Pada Rabu, 20 Maret 2024, Koalisi Seni dengan Komite Film Dewan Kesenian Jakarta menggelar diskusi publik bertajuk “Filmku Maju, Filmku Terbelenggu”. Hadir sebagai narasumber sutradara dan penulis skenario film sekaligus anggota dari Koalisi Seni, Riri Riza; Adrian Jonathan, pendiri dari Cinema Poetica dan peneliti Arts Equator. Selain itu, diskusi ini dipandu oleh moderator Sugar Nadia, Ketua Komite Film Dewan Kesenian Jakarta dan juga Direktur Festival Film Madani; dan, hadir sebagai pemantik Ratri Ninditya, yang merupakan Koordinator Penelitian Koalisi Seni.

Kegiatan tersebut diselenggarakan di Teater Wahyu Sihombing, Taman Ismail Marzuki dengan jumlah peserta sekitar 60 orang, yaitu mahasiswa dari beberapa kampus, seperti: Universitas Indonesia, Universitas Pendidikan Indonesia, Institut Kesenian Jakarta, Mercubuana, Universitas Gajah Mada, Universitas Padjadjaran, dan dari Universitas Muhammadiyah Nasional, juga media dan peneliti. Selain mengikuti diskusi, peserta juga mendapatkan buku Seri Wacana terbitan Dewan Kesenian Jakarta secara cuma-cuma.

Selain diikuti secara luring, diskusi “Filmku Maju, Filmku Terbelenggu” juga disiarkan secara live streaming melalui kanal Youtube Dewan Kesenian Jakarta. Para peserta sangat antusias dalam mengikuti diskusi tersebut. Hal itu terlihat dari banyaknya peserta yang melontarkan pertanyaan kepada narasumber.

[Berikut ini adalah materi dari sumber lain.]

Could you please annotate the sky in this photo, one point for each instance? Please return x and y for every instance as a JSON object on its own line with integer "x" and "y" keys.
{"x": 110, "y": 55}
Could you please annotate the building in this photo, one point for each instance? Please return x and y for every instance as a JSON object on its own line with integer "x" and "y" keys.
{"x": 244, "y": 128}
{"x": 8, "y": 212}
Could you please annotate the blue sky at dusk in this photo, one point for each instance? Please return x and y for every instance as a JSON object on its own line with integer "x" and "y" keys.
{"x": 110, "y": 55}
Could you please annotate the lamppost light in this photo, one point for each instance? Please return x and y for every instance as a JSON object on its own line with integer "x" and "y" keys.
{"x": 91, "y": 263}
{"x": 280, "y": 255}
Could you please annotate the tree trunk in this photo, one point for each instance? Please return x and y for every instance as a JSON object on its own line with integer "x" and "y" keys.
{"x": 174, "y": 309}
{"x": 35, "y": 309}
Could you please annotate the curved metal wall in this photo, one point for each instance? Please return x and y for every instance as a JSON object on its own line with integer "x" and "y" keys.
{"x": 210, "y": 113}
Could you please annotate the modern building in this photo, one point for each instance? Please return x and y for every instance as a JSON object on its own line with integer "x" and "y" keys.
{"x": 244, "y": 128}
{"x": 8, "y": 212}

Dalam diskusi yang berdurasi sekitar 150 menit ini sejak pukul 15.00 WIB, narasumber berbicara tentang kebebasan dalam berkesenian khususnya di bidang seni film yang menghadapi berbagai tantangan dan ancaman. Menurut data yang dibeberkan oleh Ratri Ninditya dari Koalisi Seni, sejak tahun 2010–2023 total terjadi 40 kasus pelanggaran dalam berkesenian dan film merupakan sektor ke-3 yang paling banyak mengalami pelanggaran. Sedangkan, menurut data dari Arts Equator yang disajikan oleh Adrian Jonathan berdasarkan hasil penelitiannya sejak tahun 2010 – 2022, terdapat 128 kasus sensor seni. Film menjadi sektor nomor 1 yang paling banyak disensor dengan angka 27 kasus sensor. Pada film, biasanya genre-genre tertentu yang selalu mendapat sensor dari pihak pemerintah ataupun pihak sipil, seperti genre dokumenter yang mengangkat isu politik; tema LGBTIQ; konflik agraria; dan tema yang dinilai melecehkan atau menistakan nilai-nilai agama.

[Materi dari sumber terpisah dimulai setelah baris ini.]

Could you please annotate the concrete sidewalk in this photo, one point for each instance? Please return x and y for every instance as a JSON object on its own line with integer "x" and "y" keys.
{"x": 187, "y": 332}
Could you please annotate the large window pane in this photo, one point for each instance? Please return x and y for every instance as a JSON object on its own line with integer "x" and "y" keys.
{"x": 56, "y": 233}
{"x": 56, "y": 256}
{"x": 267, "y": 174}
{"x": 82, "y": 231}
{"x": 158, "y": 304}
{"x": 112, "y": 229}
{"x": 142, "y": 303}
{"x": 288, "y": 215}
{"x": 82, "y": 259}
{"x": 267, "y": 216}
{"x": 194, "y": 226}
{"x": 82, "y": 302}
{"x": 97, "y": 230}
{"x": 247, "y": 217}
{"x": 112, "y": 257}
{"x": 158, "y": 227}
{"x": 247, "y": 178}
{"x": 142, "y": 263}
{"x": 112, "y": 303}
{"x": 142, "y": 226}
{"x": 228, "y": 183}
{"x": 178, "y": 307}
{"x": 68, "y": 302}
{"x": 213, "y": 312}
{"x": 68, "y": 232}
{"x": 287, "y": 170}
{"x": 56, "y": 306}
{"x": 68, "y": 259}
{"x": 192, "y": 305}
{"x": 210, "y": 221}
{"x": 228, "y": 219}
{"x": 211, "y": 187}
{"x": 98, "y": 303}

Lain hal yang disampaikan oleh Riri Riza, bahwa pedoman dalam sensor film itu tidak pernah berubah sejak tahun 50-an sampai dengan hari ini. Riri Riza juga menyampaikan film Indonesia sebenarnya punya modal sejarah yang bisa dicontoh dan karakteristik yang sangat kuat dalam mencerminkan kebebasan berekspresi. Pada akhirnya selera penonton juga yang menjadi sebuah tekanan dalam kebebasan berekspresi. Menurut Riri, yang terjadi sebenarnya ketakutan-ketakutan dari banyak produser, penulis, pembuat film yang ingin mendistribusikan filmnya terhadap rambu-rambu yang bisa membuat film mereka tertahan di lembaga sensor film atau dijauhi penonton.

Dari hasil pemaparan narasumber dapat diambil kesimpulan bahwa setiap pegiat film, baik produser, penulis dan sutradara harus tetap berkarya dengan melihat beberapa aspek agar hasil karyanya aman dan tidak disensor, meskipun batasan-batasan itu mungkin tidak begitu jelas.

Diskusi “Filmku Maju, Filmku Terbelenggu” diakhiri dengan foto bersama dan membagikan buku kepada para peserta yang telah hadir. Kegiatan ini merupakan bagian dari rangkaian acara untuk menyambut hari film nasional pada tanggal 30 Maret 2024 nanti. Sehingga Dewan Kesenian Jakarta merasa perlu mendukung kegiatan-kegiatan yang memiliki kesamaan visi dan misi berkesenian, khususnya di Jakarta.